L’ancien ministre de l’Intérieur français n’est pourtant pas le seul des candidats à l'Elysée à courtiser ceux de ses compatriotes qui, pour des raisons professionnelles, fiscales ou personnelles, ont choisi de s’exiler de l’Hexagone. Les 2,2 millions de Français établis à l’étranger représentent un vivier inépuisable de voix potentielles, le 8ème département hexagonal en terme d’importance électorale.
Cette année, quasiment un expat sur deux est inscrit sur les listes électorales. Le chiffre a quasiment triplé depuis la dernière échéance présidentielle : de 380 000 inscrits en 2002, ils sont désormais 821 600.

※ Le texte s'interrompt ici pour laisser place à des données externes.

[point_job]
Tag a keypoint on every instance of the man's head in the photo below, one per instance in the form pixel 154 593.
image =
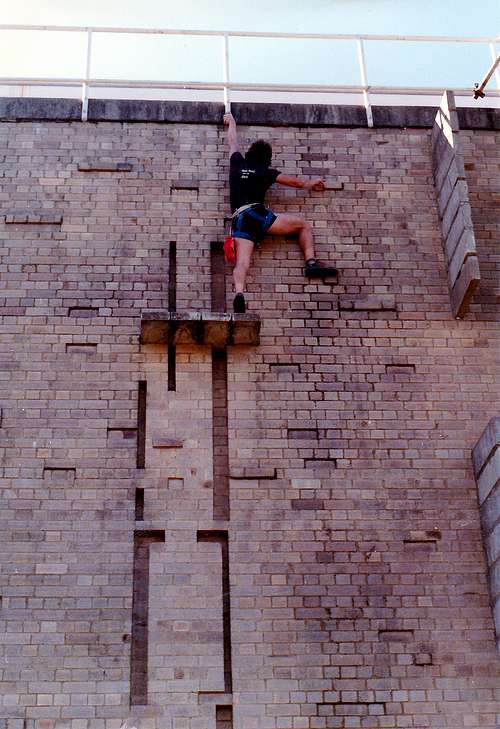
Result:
pixel 259 154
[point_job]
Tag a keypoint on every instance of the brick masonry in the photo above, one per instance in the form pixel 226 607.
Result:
pixel 358 589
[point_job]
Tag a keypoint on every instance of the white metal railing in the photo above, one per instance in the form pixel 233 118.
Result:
pixel 226 86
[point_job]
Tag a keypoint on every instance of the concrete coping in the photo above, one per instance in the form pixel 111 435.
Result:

A cet égard, les opérations-séduction des prétendants à l’Elysée ont été variées et fréquemment virtuelle : utilisation des listings des consulats, mailings intensifs et déplacements soigneusement choisis. « 45% des Français expatriés sont concentrés sur le territoire européen, » rappelle Hélène Charveriat, déléguée générale de l’Union des Français de l’étranger (UFE). « Les communautés suisse, belge puis anglaise sont les plus importantes».
La chef de file socialiste Ségolène Royal s’est ainsi offert une petite escapade à Berlin, juste avant les célébrations du cinquantenaire du Traité de Rome, tandis que l’outsider centriste François Bayrou, a privilégié le mail informel à ses ‘chers compatriotes de l’étranger.’ Leurs efforts vont-ils convaincre un électorat traditionellement considéré de droite ? En novembre 2006, Valérie Pécresse la porte-parole UMP déclarait encore dans le quotidien suisse ‘Le Matin’ : « les deux tiers votent UMP ».
Bouleverser la donne
« S’il est vrai que l’on constate une implication accrue des Français de l’étranger dans cette campagne 2007, il faut relativiser, » pointe Claudine Schmidt, présidente de l’Assemblée des Français de l'étranger (AFE) de Suisse. « Seules 150 000 personnes se sont inscrites de manière volontaire. »
Les autres ont bénéficié du zèle du ministère des Affaires étrangères, conscient du poids de la communauté des expats sur l’issue du scrutin présidentiel. Lors des élections italiennes d’avril 2006, les 228 000 voix des Italiens de l’étranger avaient ainsi fait basculer le vote en faveur du socialiste Romano Prodi.
Le 1er janvier 2006, l’administration française s’est donc empressée de fusionner les deux listes électorales jusqu’alors en vigueur dans les consulats -l’une concernant le vote des représentants de l’Assemblée des Français de l’étranger (AFE) et l’autre pour les élections présidentielles-. « Cela a simplifié la procédure, » reconnaît Schmidt. «Une fois enregistrés au consulat, certains expats se sont retrouvés inscrits automatiquement pour les présidentielles. »
Autre mesure prise, la décentralisation des bureaux de vote dont le nombre est passé de 246 à 546 dans le monde entier. Sans compter la multiplication des urnes volantes ou des tournées pour recueillir les procurations.« Nous avons mené de nombreuses campagnes de sensibilisation en coopération avec le ministère, » se réjouit Hélène Charveriat. « Il est toutefois indéniable que les expats s’intéressent plus à cette présidentielles qu'en 2002 : attrait de la nouveauté et prétendants plus jeunes, voire qui n'appartiennent pas au sérail y contribuent largement. »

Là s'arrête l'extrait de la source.